Table 1 lists the top fifty authors by the three metric methods. The meaning of “top researcher” is directly related to the results of the analysis that rank the top 50 researchers. In addition, in this paper, author’s country is based on the nationality of affiliation which they belong to when the paper was published. Therefore, if a Chinese researcher published a paper in other country except the four economies, that research is not counted in this analysis. Meng Qiang from the National University of Singapore (NUS) is the top researcher in all three methods. He published 52 papers during 16 years averaging 3.25 papers per year. His score by author-number weighting method is 22, implying that he mostly published his papers with at least two or three co-authors. His impact score is 39.6 indicating that he published his papers mainly in top tier journals in terms of impact factor. The next high-ranked authors in terms of the number of papers are T.C.E. Cheng, from the Hong Kong Polytechnic University (HKPU), and Jasmine Lam, from the Nanyang Technological University (NTU) in Singapore, both of whom published 32 papers over the period, averaging two papers per year. In author-weighted score, Lam scores 16.3 and Cheng 8.2, indicating that Lam must have coauthored with one other researcher and Cheng with three other researchers on average. In both author-weight and impact scores, Lam remains as the number two researcher, whereas Cheng drops significantly to seventh and eighth places, respectively. The following researchers in the top 10 researcher tier are from and/or currently affiliated with HKPU, namely Venus Lun, Chin-Shan Lu, Kee-hung Lai, Andrew Lim, Meifeng Luo, and Tsz Leung Yip. The exceptions are Paul Tae-Woo Lee (Kainan University, Chinese Taipei) and Der-Horng Lee (NUS). It is noteworthy that Paul Tae-Woo Lee, who is currently affiliated with Zhejiang University, stands as the top-ranked maritime researcher among those working in mainland China.

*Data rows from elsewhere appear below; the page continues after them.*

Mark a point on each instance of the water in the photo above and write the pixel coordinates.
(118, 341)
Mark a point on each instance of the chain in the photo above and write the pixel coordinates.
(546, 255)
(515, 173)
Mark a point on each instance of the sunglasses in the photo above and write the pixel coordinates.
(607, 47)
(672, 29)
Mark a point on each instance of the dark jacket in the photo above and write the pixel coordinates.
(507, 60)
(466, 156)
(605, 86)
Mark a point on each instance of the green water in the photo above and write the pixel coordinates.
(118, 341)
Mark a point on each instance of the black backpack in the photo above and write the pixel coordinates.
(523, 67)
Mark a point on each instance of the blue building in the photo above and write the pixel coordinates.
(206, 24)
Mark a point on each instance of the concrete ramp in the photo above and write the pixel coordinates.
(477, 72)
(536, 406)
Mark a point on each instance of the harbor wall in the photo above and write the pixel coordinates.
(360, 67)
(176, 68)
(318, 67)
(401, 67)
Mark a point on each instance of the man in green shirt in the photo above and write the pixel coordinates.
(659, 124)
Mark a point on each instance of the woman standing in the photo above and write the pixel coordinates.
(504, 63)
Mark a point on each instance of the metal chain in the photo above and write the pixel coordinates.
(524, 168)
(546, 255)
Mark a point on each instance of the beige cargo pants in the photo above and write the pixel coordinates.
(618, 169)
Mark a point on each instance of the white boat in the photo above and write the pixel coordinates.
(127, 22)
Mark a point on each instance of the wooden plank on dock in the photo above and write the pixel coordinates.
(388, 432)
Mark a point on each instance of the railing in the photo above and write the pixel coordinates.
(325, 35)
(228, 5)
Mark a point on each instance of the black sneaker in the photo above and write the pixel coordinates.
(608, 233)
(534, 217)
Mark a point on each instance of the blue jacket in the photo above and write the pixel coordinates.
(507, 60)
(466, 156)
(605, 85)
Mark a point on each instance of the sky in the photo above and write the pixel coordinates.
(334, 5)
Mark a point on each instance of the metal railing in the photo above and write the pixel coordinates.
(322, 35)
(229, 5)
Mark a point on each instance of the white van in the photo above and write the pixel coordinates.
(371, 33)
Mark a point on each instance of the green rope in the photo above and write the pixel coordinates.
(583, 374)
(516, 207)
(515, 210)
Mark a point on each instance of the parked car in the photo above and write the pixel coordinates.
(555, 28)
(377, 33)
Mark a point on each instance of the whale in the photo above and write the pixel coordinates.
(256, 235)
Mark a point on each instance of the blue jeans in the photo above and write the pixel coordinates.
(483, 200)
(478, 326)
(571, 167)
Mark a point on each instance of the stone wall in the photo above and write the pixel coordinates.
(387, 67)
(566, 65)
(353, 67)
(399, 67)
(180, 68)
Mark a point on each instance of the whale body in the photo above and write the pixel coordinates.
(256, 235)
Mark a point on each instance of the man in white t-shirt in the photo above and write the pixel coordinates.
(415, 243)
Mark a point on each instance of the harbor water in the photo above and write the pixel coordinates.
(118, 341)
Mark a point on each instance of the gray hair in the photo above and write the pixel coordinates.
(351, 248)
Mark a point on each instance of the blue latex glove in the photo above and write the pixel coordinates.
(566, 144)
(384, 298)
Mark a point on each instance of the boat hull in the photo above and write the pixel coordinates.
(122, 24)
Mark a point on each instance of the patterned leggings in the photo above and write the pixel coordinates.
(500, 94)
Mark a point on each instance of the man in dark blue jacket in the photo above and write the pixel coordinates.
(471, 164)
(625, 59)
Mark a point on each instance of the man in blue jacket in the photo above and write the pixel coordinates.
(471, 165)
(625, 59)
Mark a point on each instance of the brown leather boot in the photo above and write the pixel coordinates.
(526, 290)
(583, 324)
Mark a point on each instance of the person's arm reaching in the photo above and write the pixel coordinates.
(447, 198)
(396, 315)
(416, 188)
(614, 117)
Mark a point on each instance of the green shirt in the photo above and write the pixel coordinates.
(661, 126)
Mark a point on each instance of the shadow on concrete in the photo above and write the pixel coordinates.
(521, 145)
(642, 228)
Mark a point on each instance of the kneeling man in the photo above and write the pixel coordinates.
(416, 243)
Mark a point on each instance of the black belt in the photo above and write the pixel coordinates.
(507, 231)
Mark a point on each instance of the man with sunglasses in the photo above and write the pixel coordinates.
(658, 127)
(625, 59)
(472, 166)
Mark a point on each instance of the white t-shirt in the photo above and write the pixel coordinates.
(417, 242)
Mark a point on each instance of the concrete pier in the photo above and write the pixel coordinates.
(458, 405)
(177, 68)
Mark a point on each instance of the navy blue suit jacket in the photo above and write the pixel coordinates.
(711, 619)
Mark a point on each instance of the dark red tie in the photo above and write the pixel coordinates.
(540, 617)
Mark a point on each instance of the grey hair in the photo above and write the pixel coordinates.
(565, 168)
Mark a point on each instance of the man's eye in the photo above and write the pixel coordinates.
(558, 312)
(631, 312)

Looking into the dynamic change of author rankings by impact score method every five years (Table 2), the deviation columns show changes in ranking from the previous period. If they newly appeared for that period, changes are not reported. In the field of maritime, changes in ranking are easily noticeable. For instance, many of the top 50 authors during the period of 2000-2005 fail to appear in the next period, which means that nearly all top 50 authors in the 2006-2010 period are new additions. A similar pattern is observed for the periods of 2006-2010 and 2011-2015. The top four researchers among the top five in 2006-2010, namely Ho, Lee, Lun and Thai were new entrants. Again, all top five researchers in 2011-2015—Meng, Lam, Luo, Lee (Paul TW) and Lee (CY)—reshuffled the top positions. Some researchers made remarkable jumps in their rankings. Chin-Chia Jane, Andrew Lim, TCE Cheng, and Jasmine Lam improved their rankings by 49, 60, 46, and 48 places, respectively in the second period of 2006-2010. Meifeng Luo, Paul Lee, Wenbin Zhu, and Loo Hay Lee also improved their rankings enormously in the latest period by 81, 51, 128, and 99 places, respectively. On the other hand, some researchers gradually disappeared from the rankings. Chin-Shan Lu topped the first and second period in the ranking, but dropped significantly in the latest period to position. Similarly, Der-Horng Lee, once third researcher in the second period dropped to in the latest period. Combining Tables 1 and 2, researchers could join the top ten tier by publishing their papers mostly in a single period of five years. Qiang Meng became the top researcher by publishing most of his papers in the period of 2011-2015, during which he also acquired 37.2 impact scores out of the 39.6 scores that he gained in total. Similarly, Paul TW Lee scored 10.4 in this period out of his total 12.1 points.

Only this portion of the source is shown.